The killer was caught and convicted. But that was of no comfort to Pops.

"I had no will to live anymore. I had several heart attacks in the past. I figured meth makes the heart go faster, maybe it'll explode on me. And it didn't," he says. "So I used it to numb myself. And it wouldn't kill it, it wouldn't kill the pain."

Earlier this year, Pops was sleeping outside on the ground, "on rocks" near the PFC on Willard, when someone put a bottle of water and a granola bar by his head. That was Jan. 

This small gesture from a stranger brought Pops back from the brink. "He's my lifesaver," Pops says.  

He gives Jan credit, but says his experience is that to get off drugs, to step back from suicide, and to get out of the homeless life, "you've got to want to."

Pops thinks that some of the homeless in Kalamazoo are in their position because "they'd rather have the drugs than have a roof over their head. Because some of them have had roofs over their head, and they turned to drugs instead of paying the rent."

But there are others "who truly want to be off the streets.
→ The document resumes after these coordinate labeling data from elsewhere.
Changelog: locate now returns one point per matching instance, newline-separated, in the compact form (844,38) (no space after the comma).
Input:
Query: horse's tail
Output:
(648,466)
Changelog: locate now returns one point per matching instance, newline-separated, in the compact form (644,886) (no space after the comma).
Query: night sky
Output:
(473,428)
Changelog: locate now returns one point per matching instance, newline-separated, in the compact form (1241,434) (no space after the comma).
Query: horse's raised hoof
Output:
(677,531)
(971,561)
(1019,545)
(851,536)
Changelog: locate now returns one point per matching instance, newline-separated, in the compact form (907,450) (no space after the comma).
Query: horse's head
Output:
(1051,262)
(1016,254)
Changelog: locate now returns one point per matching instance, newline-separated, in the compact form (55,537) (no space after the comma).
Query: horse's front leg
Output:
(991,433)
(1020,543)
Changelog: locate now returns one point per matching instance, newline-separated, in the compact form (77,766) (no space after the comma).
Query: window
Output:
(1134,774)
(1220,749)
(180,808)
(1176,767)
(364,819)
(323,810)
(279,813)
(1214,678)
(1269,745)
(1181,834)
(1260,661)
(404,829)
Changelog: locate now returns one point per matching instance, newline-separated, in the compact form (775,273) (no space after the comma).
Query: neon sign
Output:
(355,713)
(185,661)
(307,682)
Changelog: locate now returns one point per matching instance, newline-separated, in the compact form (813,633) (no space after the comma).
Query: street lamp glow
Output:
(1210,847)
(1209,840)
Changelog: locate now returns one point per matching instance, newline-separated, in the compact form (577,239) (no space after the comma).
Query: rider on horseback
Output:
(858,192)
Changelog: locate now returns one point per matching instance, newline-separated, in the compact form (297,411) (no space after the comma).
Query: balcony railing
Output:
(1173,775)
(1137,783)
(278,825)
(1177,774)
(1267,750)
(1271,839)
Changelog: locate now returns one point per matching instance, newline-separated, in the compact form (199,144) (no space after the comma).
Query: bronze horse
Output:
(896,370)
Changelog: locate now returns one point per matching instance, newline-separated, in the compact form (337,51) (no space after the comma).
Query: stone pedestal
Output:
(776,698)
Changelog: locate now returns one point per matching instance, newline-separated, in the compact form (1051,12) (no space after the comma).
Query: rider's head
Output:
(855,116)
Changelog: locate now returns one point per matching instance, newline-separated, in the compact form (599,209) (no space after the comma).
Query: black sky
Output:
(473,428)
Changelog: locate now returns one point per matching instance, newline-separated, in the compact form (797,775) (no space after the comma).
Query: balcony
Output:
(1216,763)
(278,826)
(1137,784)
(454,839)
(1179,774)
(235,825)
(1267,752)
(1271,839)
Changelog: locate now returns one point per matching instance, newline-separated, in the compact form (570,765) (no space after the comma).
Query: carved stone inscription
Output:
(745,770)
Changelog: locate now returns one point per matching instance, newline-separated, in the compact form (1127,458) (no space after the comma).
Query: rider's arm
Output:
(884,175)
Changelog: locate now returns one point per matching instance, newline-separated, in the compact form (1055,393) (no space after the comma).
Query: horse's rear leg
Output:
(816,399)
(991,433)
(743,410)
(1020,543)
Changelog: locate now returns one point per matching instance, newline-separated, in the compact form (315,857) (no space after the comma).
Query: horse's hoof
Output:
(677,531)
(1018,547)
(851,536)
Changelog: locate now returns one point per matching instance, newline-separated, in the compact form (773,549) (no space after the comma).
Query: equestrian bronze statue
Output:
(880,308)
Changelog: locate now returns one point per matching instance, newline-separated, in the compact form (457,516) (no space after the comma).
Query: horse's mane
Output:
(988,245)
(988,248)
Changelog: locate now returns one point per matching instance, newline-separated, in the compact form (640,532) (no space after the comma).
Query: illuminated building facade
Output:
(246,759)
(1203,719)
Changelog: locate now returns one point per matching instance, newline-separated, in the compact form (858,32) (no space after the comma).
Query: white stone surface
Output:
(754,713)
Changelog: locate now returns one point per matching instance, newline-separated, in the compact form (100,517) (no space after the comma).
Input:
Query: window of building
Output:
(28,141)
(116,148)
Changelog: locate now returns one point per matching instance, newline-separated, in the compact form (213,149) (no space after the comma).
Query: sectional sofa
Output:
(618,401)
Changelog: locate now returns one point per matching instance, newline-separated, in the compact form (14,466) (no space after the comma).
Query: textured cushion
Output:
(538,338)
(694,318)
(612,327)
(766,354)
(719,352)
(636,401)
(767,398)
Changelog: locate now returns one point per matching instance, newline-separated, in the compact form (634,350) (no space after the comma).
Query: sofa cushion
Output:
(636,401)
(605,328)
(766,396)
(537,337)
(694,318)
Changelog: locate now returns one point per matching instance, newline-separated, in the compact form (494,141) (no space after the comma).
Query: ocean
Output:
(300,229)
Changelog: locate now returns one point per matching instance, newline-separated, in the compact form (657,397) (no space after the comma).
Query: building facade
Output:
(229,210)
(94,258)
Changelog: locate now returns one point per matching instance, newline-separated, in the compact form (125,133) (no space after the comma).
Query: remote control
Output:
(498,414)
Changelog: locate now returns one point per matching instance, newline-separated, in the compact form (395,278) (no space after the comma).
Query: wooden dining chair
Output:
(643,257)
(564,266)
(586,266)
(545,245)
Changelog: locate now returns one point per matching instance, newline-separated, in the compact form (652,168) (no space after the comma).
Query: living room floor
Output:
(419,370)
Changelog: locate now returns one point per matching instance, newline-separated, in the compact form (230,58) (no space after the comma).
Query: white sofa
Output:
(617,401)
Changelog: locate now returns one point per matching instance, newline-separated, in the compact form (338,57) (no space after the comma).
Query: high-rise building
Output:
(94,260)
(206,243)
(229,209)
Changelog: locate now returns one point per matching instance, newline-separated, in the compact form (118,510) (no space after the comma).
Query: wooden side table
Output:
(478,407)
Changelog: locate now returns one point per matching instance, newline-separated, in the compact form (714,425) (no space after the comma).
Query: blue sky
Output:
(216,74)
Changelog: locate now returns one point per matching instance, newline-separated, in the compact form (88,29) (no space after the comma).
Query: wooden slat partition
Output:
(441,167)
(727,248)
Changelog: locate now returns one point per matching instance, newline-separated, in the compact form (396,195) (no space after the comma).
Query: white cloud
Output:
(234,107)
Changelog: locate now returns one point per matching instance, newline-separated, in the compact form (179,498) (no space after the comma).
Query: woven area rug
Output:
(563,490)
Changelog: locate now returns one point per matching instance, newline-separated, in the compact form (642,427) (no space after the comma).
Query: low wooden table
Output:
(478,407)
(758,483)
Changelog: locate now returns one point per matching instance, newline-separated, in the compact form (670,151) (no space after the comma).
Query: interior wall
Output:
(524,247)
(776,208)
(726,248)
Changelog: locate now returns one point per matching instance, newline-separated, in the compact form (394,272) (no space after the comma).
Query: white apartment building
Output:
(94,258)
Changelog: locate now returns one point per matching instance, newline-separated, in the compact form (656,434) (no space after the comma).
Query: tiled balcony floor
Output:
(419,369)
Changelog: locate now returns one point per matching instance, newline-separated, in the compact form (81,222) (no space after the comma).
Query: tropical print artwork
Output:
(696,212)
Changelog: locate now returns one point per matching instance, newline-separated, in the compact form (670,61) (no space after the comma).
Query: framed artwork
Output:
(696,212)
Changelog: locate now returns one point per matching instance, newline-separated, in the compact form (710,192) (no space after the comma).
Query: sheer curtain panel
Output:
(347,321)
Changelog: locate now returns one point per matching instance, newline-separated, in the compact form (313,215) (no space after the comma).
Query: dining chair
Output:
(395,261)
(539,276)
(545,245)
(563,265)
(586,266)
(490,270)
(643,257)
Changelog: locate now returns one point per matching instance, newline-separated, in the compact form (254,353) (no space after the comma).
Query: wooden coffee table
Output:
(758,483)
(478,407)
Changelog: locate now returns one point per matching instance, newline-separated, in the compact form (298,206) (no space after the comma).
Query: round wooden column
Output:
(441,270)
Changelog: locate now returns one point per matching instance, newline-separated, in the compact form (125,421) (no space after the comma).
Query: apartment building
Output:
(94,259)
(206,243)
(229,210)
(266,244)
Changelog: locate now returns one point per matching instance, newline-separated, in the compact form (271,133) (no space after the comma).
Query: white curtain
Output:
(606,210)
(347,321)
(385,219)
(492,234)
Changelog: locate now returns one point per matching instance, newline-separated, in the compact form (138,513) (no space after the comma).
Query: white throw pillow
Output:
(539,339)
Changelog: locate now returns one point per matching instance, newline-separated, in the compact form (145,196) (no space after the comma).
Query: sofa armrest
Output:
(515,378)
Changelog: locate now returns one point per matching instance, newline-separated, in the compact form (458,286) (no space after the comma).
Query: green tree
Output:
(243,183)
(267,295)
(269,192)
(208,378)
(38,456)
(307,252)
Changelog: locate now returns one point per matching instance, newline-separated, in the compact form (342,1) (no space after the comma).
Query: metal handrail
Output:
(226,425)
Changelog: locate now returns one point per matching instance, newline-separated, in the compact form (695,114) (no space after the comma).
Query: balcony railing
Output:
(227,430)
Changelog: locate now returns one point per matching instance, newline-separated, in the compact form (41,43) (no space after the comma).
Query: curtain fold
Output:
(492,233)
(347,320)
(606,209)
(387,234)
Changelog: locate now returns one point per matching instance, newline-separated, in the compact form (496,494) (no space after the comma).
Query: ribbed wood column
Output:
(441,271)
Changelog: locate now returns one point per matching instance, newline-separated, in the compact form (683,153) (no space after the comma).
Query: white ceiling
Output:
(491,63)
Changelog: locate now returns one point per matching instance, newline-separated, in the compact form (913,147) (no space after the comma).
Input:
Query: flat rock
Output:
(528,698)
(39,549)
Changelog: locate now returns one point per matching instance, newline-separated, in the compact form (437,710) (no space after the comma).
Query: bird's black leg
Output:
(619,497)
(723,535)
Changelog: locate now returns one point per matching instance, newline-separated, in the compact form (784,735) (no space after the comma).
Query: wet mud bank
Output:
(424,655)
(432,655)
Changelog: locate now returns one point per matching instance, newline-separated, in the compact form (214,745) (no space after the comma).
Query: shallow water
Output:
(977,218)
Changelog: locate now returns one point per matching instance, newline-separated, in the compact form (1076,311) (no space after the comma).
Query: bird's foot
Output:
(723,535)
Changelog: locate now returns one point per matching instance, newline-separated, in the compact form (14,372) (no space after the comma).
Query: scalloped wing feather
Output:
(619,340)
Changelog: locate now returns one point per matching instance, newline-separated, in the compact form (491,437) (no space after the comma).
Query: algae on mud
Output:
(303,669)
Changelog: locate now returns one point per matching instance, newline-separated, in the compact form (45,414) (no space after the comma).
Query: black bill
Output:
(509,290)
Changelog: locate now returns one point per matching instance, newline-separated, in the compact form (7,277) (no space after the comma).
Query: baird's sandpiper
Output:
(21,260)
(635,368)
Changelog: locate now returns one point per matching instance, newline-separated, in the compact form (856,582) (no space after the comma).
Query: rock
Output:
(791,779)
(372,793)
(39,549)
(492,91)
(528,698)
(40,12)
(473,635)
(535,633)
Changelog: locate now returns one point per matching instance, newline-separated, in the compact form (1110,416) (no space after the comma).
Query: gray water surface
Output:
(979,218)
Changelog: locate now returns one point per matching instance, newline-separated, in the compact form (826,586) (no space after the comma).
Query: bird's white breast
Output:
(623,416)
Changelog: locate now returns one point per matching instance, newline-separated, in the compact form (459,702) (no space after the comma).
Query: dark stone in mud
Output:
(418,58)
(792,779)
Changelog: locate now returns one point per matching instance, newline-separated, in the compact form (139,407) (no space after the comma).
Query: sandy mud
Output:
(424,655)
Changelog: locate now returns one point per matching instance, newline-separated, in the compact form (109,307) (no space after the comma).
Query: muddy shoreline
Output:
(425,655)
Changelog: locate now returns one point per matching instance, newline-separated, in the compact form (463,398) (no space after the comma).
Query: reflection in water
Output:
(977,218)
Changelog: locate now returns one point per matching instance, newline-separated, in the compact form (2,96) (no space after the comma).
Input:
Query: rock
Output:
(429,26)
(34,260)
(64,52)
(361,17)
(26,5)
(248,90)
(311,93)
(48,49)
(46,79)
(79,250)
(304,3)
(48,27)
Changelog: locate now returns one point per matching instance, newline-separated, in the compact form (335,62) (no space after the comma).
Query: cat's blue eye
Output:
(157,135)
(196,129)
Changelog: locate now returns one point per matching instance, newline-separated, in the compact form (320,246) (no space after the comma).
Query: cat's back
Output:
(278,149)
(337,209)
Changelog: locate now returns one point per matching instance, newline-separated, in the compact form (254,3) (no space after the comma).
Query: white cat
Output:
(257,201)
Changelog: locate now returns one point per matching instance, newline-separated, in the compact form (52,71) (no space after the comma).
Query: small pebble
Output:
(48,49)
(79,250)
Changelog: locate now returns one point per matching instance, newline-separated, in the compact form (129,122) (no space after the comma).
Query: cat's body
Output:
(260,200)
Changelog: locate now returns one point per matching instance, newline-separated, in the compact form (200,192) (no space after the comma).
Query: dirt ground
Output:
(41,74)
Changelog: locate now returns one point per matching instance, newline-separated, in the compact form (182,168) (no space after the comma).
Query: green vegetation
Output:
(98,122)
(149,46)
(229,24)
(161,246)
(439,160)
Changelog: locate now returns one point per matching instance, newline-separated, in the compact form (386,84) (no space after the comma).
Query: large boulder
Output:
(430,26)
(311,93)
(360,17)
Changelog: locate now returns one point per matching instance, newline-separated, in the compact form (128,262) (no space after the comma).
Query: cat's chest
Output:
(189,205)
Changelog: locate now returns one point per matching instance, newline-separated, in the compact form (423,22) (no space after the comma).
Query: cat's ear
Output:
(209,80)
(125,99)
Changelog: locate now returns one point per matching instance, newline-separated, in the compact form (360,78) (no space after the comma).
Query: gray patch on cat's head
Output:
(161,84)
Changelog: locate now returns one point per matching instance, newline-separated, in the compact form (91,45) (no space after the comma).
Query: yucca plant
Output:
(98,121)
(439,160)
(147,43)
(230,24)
It's hard to tell the ones who want it from the ones that don't."

If the police continue to break up encampments, or if the community stops helping unsheltered people, Kalamazoo's homeless will still be somewhere in Kalamazoo County, Pops says.

"We have a lot of volunteers helping us out here. I shouldn't say 'us,' because I'm one of the volunteers that helps," he says of his current position in the community. 

When asked about the concerns of some that those working with the unsheltered help perpetuate people remaining unhoused, Pops said it does to an extent but the alternative is grim. "If they can't get food, if we didn't have volunteers, they'd all be dying off from starvation. If we didn't give them supplies to keep warm, they'd all freeze to death. That's not eliminating the problem, that's causing murder." 

When it comes to Kalamazoo Public Safety officers his interaction with the police when he was living outside usually went something like: "You gonna threaten me with a vacation? Take me. Three hots and a cot.... Give me 90 days, I don't care!"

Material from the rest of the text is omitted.